Os procuradores disseram ainda que a nota violaria o ECA (Estatuto da Criança e do Adolescente), uma vez que a lei prevê o direito aos jovens à liberdade de expressão e à participação na vida política. O texto também diz que a nota, ao proibir professores de divulgar informações sobre as manifestações, estaria violando a autonomia de ensino prevista em lei. Os procuradores alertaram que esse tipo de prática poderia abrir espaço para a “censura”.
“A quebra de autonomia de ensino abre o espaço para a prática da ‘censura de natureza política, ideológica’, em especial silenciamento de vozes que divirjam do governo”, diz o documento. A recomendação diz ainda que, se o MEC não acatar às orientações do MPF em dez dias ou não oferecer justificativas fundamentadas para não cancelar a nota, o órgão poderá adotar outras medidas judiciais.
O que diz o MEC
O MEC informou que ainda não foi notificado da ação e aguarda para ter acesso ao conteúdo do processo. Disse que “a nota respeita fielmente a Constituição e teve o específico propósito de alertar para ‘eventual’ uso indevido de instituições públicas fora das suas finalidades legais para atender interesse ou ideologia pessoal”.
“Não teve a pretensão de cercear a livre manifestação de ideias e pensamentos de particulares, mas tão só evitar que agentes e equipamentos públicos fossem usados durante o expediente escolar para incitar ou promover evasão da aula e atividade alheia às suas funções.” Diz ainda o comunicado que “o MEC não proíbe pais e alunos de divulgar protestos”.
“Esse tipo de comportamento se insere na liberdade individual das pessoas, desde que não interfira no bom e fiel cumprimento da missão funcional das instituições públicas de ensino.” Nos últimos dias, o MEC tem recebido denúncias via redes sociais e pelo sistema e-Ouv. Segundo a instituição, de quarta-feira (29) até a manhã de sexta-feira (31), a Ouvidoria já registrou 439 manifestações.
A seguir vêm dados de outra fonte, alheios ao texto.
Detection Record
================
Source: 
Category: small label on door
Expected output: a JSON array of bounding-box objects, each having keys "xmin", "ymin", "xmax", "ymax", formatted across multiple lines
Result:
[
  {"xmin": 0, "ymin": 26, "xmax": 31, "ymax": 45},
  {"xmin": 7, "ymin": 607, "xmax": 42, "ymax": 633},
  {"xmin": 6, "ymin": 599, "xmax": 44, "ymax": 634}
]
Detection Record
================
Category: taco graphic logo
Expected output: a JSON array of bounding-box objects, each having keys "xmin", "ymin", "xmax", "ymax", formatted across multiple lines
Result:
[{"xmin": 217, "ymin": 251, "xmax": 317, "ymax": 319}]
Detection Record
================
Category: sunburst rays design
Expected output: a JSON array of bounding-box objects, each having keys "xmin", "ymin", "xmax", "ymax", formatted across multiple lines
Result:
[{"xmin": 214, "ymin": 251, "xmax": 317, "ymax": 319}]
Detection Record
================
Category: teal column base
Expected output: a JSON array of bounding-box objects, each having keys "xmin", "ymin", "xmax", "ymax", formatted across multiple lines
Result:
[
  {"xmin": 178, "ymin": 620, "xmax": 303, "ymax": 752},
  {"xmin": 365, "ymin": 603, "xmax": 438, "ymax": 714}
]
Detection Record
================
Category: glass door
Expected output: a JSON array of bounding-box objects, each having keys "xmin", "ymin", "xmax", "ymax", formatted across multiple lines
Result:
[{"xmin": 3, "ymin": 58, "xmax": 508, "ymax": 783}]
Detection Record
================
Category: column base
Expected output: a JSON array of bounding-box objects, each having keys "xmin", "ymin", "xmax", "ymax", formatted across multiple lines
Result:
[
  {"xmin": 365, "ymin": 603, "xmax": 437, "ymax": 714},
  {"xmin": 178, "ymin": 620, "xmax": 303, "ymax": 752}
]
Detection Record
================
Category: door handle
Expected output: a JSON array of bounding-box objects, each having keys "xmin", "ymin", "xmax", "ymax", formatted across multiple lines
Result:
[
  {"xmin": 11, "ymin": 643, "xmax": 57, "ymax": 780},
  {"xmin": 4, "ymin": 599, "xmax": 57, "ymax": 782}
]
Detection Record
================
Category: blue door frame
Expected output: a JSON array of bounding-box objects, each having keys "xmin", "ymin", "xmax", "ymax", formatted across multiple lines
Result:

Dessas, 212 foram triadas e 190 continham referência aos atos do dia 30. “A Ouvidoria irá analisar cada caso e encaminhar para os órgãos de investigação competentes.” “O MEC esclarece que nenhuma instituição de ensino pública tem prerrogativa legal para incentivar movimentos político-partidários e promover a participação de alunos em manifestações”, prossegui o comunicado. “Qualquer ato nas dependências das instituições de ensino durante o expediente escolar que use o equipamento público educacional com esse intuito constitui ilícito desvio de finalidade, passível de apuração pelos órgãos competentes.
É direito de todos e dever do Estado assegurar o uso correto dos bens e recursos públicos na finalidade educacional para a qual são destinados, sob pena de violação à própria Constituição da República (art. 37 e outros).”